Vancouver police bungle beating report

License plate lead in murder investigation goes missing


Vancouver police sat on a license plate number for more than a week that not only could break the Aaron Webster murder case but might have saved his life.

About three weeks before Webster was brutally beaten to death in Stanley Park Nov 17, another man was attacked by four males who confronted him, pushed him down, beat him with a baseball bat and called him a pervert.

Edward Smith was walking around the gay cruising area in Stanley Park at about 1am when he ran into his attackers.

Smith, a construction contractor who is not gay, says he often walks around the park at night. He says he managed to escape his attackers and call 911.

About a week later, on Nov 7, he filed a police report detailing the attack – including the license plate number of his attackers’ dark green Jeep Cherokee. But the report got lost in the shuffle and nobody followed up on it.

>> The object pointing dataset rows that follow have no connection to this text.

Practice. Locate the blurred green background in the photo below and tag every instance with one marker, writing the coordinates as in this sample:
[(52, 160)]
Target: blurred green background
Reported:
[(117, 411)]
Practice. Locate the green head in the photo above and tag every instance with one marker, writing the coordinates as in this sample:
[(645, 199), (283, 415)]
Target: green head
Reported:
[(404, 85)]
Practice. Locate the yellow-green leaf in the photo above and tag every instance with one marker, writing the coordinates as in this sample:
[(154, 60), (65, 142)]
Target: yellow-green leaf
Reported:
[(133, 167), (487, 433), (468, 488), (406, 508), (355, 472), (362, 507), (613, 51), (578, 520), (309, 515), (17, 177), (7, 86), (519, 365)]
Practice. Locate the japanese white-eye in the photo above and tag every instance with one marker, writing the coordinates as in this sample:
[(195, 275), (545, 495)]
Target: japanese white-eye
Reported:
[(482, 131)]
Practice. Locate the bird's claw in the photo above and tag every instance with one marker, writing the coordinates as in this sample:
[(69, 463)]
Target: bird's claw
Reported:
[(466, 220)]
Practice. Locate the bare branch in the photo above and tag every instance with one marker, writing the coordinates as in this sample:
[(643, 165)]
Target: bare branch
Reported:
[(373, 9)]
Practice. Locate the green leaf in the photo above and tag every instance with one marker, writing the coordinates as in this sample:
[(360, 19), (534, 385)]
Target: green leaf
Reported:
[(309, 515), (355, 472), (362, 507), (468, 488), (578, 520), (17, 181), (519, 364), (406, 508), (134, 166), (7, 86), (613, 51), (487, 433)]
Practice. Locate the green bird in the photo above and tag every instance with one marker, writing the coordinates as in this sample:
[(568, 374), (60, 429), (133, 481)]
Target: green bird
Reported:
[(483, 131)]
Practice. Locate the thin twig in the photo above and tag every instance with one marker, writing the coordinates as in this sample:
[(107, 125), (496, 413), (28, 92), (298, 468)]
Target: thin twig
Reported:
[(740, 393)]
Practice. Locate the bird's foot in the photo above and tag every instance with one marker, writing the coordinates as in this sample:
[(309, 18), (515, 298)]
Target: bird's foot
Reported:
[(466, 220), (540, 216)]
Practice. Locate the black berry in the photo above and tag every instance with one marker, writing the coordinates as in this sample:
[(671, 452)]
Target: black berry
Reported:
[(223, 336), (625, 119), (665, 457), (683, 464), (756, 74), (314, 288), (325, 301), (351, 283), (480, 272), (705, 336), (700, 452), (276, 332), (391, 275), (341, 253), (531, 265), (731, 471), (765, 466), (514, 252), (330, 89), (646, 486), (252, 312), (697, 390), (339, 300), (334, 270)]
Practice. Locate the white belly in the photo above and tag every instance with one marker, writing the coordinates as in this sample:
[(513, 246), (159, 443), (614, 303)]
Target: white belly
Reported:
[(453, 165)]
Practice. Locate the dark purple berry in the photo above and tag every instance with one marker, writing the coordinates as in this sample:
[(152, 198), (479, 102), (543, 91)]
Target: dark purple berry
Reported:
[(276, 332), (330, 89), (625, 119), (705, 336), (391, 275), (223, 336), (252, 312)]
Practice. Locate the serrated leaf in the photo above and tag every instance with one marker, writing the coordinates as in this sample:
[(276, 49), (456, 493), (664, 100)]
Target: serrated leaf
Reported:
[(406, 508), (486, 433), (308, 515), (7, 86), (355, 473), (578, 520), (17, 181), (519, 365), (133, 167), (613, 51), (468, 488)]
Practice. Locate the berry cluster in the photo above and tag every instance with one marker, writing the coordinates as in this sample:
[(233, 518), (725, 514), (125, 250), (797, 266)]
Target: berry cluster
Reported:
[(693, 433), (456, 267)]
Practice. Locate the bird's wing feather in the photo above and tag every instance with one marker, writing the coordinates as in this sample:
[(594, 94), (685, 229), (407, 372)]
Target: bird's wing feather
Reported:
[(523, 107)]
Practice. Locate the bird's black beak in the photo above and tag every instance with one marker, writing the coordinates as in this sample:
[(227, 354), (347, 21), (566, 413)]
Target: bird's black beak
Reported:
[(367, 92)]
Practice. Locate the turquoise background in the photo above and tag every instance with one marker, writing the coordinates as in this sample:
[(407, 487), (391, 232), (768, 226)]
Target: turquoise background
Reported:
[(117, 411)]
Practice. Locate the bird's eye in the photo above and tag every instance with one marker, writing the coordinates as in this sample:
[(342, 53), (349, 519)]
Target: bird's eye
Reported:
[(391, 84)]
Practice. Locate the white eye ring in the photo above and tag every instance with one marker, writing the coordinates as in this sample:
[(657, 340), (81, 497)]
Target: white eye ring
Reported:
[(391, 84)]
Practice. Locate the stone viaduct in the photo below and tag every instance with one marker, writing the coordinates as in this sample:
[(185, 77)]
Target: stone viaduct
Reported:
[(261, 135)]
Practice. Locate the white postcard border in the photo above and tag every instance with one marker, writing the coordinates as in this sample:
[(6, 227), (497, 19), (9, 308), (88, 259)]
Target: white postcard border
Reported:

Homicide Det Rob Faoro, who is working on the Webster murder case, told Xtra West he only got Smith’s report on Dec 11, more than three weeks after Webster was killed on Nov 17. The report only came to light then, he says, because Edward Smith came back and brought it to his attention.

“There are so many policemen out there gathering reports,” Faoro says. “Nobody told us this report was in the system.”

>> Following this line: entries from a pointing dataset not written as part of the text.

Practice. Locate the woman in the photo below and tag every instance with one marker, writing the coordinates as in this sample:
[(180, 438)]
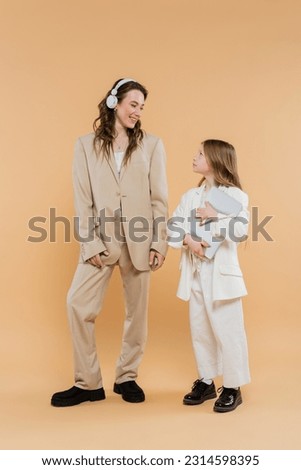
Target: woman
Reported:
[(121, 204)]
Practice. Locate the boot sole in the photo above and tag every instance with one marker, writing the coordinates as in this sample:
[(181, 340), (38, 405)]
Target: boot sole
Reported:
[(95, 396), (128, 398), (186, 401), (218, 409)]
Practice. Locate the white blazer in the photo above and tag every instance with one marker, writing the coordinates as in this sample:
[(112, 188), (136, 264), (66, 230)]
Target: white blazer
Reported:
[(227, 282)]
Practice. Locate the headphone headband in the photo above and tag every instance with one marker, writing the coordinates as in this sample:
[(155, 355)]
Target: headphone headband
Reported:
[(112, 101)]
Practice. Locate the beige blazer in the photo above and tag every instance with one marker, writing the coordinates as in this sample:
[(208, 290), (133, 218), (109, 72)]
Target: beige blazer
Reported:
[(139, 194), (228, 282)]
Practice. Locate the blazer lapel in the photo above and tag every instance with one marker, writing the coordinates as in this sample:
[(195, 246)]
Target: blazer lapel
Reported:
[(112, 165)]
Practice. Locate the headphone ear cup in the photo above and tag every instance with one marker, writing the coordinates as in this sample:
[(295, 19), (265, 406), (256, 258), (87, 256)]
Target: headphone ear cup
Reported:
[(111, 101)]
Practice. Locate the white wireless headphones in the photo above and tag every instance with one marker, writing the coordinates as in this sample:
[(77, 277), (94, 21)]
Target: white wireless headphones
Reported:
[(112, 100)]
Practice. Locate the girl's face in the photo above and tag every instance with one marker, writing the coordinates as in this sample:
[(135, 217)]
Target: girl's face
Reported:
[(200, 163), (128, 111)]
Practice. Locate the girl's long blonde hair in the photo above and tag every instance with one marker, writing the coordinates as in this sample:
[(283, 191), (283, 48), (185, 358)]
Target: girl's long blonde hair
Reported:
[(221, 157)]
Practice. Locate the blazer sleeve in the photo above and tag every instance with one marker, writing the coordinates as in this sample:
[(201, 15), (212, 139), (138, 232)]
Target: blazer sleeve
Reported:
[(159, 195), (233, 228), (90, 243), (178, 225)]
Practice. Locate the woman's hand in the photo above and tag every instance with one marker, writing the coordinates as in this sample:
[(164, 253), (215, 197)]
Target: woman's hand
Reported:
[(97, 261), (206, 212), (156, 260)]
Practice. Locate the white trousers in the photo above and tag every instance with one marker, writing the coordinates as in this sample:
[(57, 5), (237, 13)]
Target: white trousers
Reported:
[(218, 333)]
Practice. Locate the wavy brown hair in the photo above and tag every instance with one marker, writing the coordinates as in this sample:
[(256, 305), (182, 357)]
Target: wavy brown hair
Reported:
[(221, 157), (104, 124)]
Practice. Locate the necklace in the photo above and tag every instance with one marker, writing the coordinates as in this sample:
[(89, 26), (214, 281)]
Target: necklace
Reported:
[(121, 143)]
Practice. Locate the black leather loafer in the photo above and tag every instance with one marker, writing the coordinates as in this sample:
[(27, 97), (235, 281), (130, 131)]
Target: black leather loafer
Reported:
[(130, 391), (200, 392), (228, 400), (76, 395)]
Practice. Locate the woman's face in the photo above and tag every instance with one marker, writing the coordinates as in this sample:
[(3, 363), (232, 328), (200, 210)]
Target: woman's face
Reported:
[(200, 163), (128, 110)]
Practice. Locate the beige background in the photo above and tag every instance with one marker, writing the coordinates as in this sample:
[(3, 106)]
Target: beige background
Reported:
[(226, 69)]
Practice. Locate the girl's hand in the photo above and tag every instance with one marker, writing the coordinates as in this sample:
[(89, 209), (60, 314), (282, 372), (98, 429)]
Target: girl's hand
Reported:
[(206, 212), (197, 248)]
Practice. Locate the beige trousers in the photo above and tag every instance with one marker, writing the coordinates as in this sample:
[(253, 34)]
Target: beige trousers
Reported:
[(84, 302)]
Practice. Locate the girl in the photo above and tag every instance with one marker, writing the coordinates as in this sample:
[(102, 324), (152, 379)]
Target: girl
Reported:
[(214, 287)]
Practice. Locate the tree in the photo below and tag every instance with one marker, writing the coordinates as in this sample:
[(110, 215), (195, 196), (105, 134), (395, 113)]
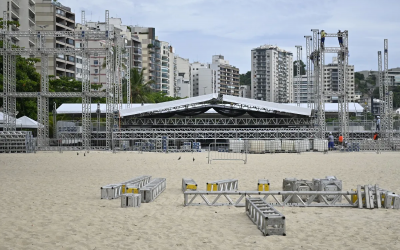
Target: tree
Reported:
[(302, 68), (245, 79), (158, 97)]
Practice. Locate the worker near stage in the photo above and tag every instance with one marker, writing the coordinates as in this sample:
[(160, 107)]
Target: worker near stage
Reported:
[(330, 141), (340, 38), (341, 140), (323, 35)]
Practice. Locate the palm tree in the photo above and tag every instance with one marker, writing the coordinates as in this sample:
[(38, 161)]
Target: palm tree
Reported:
[(140, 90)]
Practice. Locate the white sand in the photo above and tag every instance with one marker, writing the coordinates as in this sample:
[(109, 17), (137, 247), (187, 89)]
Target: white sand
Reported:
[(52, 201)]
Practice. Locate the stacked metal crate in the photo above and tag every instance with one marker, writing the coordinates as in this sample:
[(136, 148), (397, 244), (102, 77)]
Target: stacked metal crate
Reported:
[(265, 216)]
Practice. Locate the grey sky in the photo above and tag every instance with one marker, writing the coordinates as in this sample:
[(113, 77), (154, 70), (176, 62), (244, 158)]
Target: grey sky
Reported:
[(198, 29)]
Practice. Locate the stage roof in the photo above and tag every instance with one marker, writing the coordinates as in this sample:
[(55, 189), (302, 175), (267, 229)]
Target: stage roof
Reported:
[(227, 105)]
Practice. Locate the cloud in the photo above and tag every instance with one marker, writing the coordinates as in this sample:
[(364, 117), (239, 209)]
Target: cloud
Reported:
[(200, 28)]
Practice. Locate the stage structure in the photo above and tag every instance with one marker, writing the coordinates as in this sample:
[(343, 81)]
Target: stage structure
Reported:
[(113, 53), (317, 56)]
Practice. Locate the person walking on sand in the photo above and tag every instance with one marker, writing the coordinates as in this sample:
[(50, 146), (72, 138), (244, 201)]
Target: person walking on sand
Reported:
[(378, 123), (330, 141)]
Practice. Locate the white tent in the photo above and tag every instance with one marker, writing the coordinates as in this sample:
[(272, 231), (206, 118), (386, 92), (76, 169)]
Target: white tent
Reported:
[(26, 122), (22, 122)]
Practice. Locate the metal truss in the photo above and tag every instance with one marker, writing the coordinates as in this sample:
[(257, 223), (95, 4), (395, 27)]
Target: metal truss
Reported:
[(298, 76), (274, 198), (206, 133), (128, 75), (113, 92), (386, 111), (310, 88), (218, 121), (56, 94), (319, 60), (343, 86)]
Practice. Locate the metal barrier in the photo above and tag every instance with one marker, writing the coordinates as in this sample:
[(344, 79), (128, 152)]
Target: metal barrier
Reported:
[(16, 142), (234, 150), (265, 216)]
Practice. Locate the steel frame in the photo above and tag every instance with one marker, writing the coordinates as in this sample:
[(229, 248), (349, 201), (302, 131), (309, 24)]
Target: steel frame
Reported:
[(218, 122), (298, 73), (212, 198), (113, 88), (310, 87)]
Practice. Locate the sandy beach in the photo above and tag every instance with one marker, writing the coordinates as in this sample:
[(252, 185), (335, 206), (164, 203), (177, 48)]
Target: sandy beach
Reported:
[(51, 200)]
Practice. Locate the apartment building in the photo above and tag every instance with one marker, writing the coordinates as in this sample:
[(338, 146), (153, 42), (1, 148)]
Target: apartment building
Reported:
[(150, 51), (202, 79), (97, 71), (183, 76), (53, 16), (331, 82), (227, 76), (24, 12), (271, 74), (304, 95)]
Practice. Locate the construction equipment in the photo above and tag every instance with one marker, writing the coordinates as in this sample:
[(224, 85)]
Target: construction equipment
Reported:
[(223, 185), (265, 216)]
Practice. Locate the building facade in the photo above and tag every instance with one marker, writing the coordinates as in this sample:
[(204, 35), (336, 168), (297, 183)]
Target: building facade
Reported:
[(271, 74), (53, 16), (23, 12), (227, 76), (331, 82), (183, 76)]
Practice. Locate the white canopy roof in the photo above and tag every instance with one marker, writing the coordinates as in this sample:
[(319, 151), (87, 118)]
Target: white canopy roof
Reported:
[(26, 122), (22, 122), (354, 107)]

Faoro is not surprised the report “went into the big hole” at the Vancouver Police Department (VPD).

“The constables probably ran the plate, it didn’t come up to anything and they didn’t take it a step further because they’re young and they’re not trained to be investigators.”

Insp David Jones admits that the constables who took Smith’s report should have either followed it up more themselves or brought it to their supervisor’s attention.

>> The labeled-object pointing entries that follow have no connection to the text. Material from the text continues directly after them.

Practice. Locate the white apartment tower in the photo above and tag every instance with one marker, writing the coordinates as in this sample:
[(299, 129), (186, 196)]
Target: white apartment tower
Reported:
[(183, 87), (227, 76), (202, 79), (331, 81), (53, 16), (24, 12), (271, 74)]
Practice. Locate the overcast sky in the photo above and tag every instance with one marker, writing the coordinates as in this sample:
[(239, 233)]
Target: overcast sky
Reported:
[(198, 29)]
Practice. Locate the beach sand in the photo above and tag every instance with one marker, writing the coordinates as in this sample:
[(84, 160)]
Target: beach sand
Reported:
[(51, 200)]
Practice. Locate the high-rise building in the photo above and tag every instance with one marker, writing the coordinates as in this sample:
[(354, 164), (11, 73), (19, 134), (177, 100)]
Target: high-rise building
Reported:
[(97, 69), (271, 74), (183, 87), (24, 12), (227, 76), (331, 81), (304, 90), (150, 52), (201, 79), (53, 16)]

Had the police followed up on Smith’s Nov 7 report, could Aaron Webster still be alive today?

“I would not lay Aaron Webster’s death at their [the young constables] door,” he says. “I would think that the persons who killed Aaron Webster are responsible for his death.

“We’re not perfect,” Jones says. “Most of the time we get it right but sometimes we don’t.”

Last week police offered a $10,000 reward for information leading to the arrest and conviction of the murder or murderers.

Smith moved to Calgary shortly after filing the police report and only returned to Vancouver on Dec 8, when he says the memorial to Webster in the park. He immediately went to the police.

It wasn’t the first time those men had attacked Smith, either. He says he ran into at least two of them a year earlier in the Second Beach parking lot when they jumped out of their Jeep and went at him with baseball bats.

 

Webster was murdered in the parking lot between Second Beach and the Bridle Path. Police say he was probably beaten to death by three of four young men wielding baseball bats or pool cues.

Smith says he regrets not having filed a report after he first encountered his attackers in Nov 2000. He only called 911 and filed his report after the men attacked him a fourth time. That was 10 days before Webster was killed.